6.824 2013 Lecture 17: MapReduce

Why MapReduce?
  Practical solution to real problems
    Programming/managing off-line processing of "big data"
    Index generation, web graph analysis, machine learning, &c
  A triumph of simplicity
  Sparked lots of work, very influential (Hadoop &c)
  Continuing source of much follow-on research

Cluster computing for Big Data
  easy to buy/rent 1000s of computers
  connected by a LAN
  split up data+computation among machines
  communicate as needed

Physical view:
  1000 machines, each with a disk
  tree of network switches
  multi-terabyte data striped over all disks

Example:
  entire crawled web partitioned over disks
    what's a web crawler?
    each disk holds e.g. 0.1% of all web pages
  what are the 10 most popular words on the web?
  each machine looks in locally stored partition
  then they all send their top-10 lists to master machine
  master merges
  runs 1000x as fast as on one machine
  simple in principle, but a lot of work from scratch

Challenges:
  Network is a bottleneck
    RAM 1000*1 GB/sec, disk 1000*0.1 GB/sec, net cross-section 10 GB/sec
    Explain host link b/w vs net cross-section b/w! tree of switches. FDS/CLOS.
    Compute on locally stored data!
    Minimize communication!
  Expressing parallelism
    Does programmer or compiler/system discover parallelism?
    Must the programmer understand races, locks, &c?
  Load balance
    Some machines faster than others (other work, broken, &c)
    Some parts of job take more CPU than others
    *One* machine 2x slower -> *entire* cluster half wasted
  Failures
    Likely to be frequent w/ 1000s of machines
    Paper says average of one failure per job!
    Do better than re-start entire computation!

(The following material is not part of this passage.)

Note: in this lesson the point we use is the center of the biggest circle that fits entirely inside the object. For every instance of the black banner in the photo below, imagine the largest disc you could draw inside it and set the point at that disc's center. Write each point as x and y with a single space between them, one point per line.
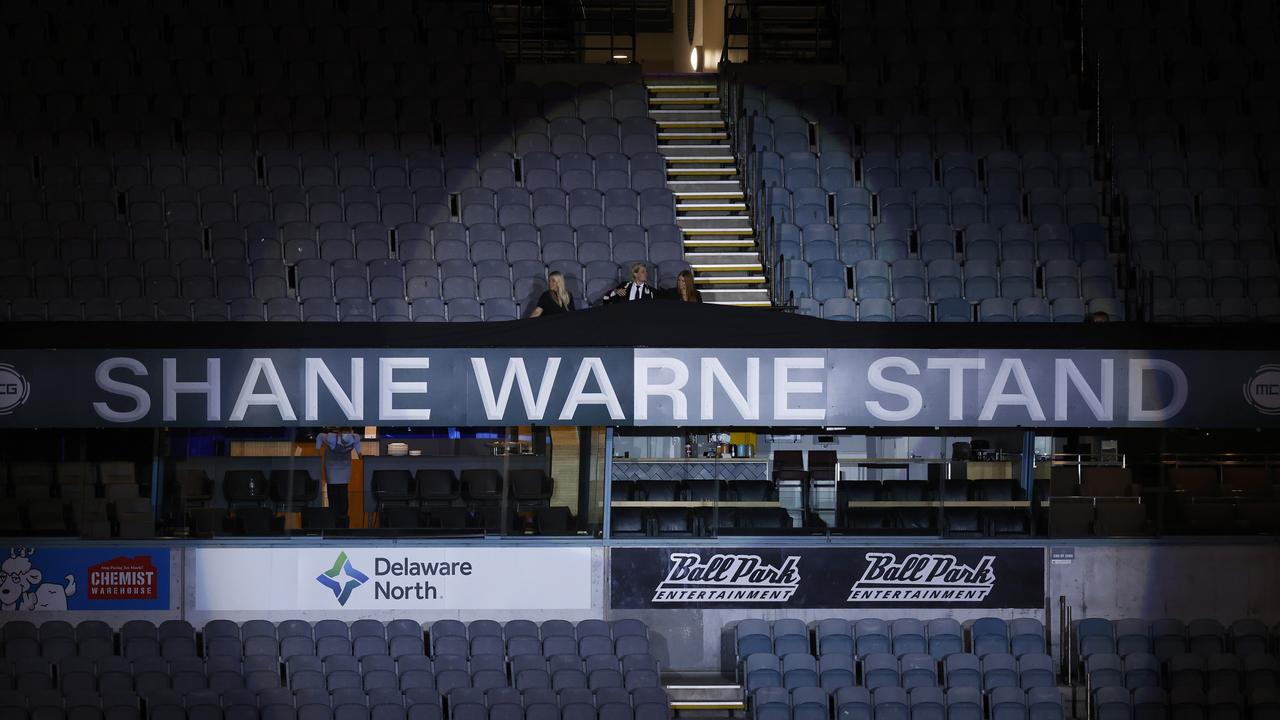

What does the programmer really need to express?
  At a high level the cluster does only two things:
  1. Computation on locally stored data -- straightforward -- Map
  2. Movement between machines -- not so clear

What's a good way for the programmer to express data movement?
  Needs to be pretty explicit, since Very Expensive
  But somehow abstract away details!
  Idea:
    do as much work locally as possible -- Map
    Map tags "intermediate" items with destination
    move intermediate data according to tags -- really a shuffle
    run "Reduce" phase on moved intermediate data
  MR abstracts this:
    Map tags each intermediate item with a key
    All intermediate items with a given key are Reduced on same machine
    So Map output key implies data movement
    But programmer need not understand the details

Programmer interface:
  map(split of input) -> set of k/v pairs
    called once per split of input
  reduce(key, set of values) -> per-worker output file
    called once per key, with iterator for all values for that key

Diagram:
  * input partitioned into M splits on GFS, w/ replicas: A, B, C, ...
  * Maps read local split, produce R local intermediate files (I_A0, I_A1 .. I_AR)
  * Reduce # = hash(key) % R
  * Reduce task i fetches I_Ai, I_Bi, I_Ci -- from every Map worker
  * Sort the fetched I_ files to bring same key together
  * Call Reduce function
  * Write output to GFS
  * Master controls all:
    Map task list
    Reduce task list
    Location of intermediate data (which Map worker run which Map task)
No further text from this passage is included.